The group in Machir are identified by the bible as having been well fortified with high walls and gates (Deuteronomy 3:4-5, Joshua 13:30, 1 Chronicles 2:23), and in the time of Solomon are said to have formed a part of Ben-geber's commissariat district (1 Kings 4:13). This group are clearly identified by the bible as having been the main towns of the Argob, a rocky region in the otherwise gentle plain of Bashan, and having been originally ruled over by king Og, before Israelite dominion.

The name Havoth-Jair can mean hamlets of Jair, and the bible portrays these as having been founded by a person named Jair who conquered the previous towns and villages in these locations; in the case of the villages with Machir ancestry it is a Jair named as a son of Manassah, while those with Gilead ancestry are identified as being founded by a Jair who is a Gileadite.

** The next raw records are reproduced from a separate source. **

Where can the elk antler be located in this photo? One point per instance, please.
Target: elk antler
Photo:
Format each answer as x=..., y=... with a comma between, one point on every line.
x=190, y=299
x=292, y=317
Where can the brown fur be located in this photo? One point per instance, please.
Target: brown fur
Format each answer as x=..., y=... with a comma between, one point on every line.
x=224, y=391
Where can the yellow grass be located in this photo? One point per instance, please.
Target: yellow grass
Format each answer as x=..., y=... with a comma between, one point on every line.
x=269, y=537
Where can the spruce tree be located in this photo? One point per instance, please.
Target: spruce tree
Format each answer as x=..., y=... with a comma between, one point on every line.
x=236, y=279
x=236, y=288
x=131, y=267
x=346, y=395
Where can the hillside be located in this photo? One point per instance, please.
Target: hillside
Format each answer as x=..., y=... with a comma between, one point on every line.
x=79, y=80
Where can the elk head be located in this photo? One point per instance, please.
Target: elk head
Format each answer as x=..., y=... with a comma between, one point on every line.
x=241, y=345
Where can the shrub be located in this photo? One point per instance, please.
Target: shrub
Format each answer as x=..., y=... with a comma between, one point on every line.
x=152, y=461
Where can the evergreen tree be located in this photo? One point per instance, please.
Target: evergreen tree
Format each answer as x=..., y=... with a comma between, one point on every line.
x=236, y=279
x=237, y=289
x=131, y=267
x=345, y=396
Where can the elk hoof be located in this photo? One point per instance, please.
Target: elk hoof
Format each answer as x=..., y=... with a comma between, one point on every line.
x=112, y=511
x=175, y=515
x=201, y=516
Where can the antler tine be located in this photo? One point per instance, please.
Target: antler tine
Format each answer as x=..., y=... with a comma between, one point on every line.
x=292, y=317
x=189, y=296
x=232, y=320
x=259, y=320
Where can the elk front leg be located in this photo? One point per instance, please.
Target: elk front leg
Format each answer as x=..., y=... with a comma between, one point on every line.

According to critical scholarship this is likely to be folk etymology, particularly as in the eyes of archaeologists, the Israelite invasion of Canaan (and hence Jair being the particular conqueror for these locations) is non-historic, and the Israelites were most likely just a group of Canaanites[1]. Translating Jair, the name Havoth-Jair is seen to mean hamlets of the enlightened one, and could in fact be a reference to Og, or another ruler.

It is thought possible that the three groups of towns in fact refer to the same set of places, but that the different reports of ancestry and locations reflect the geo-political circumstances of the towns and villages, in the time periods that each particular part of the bible were written.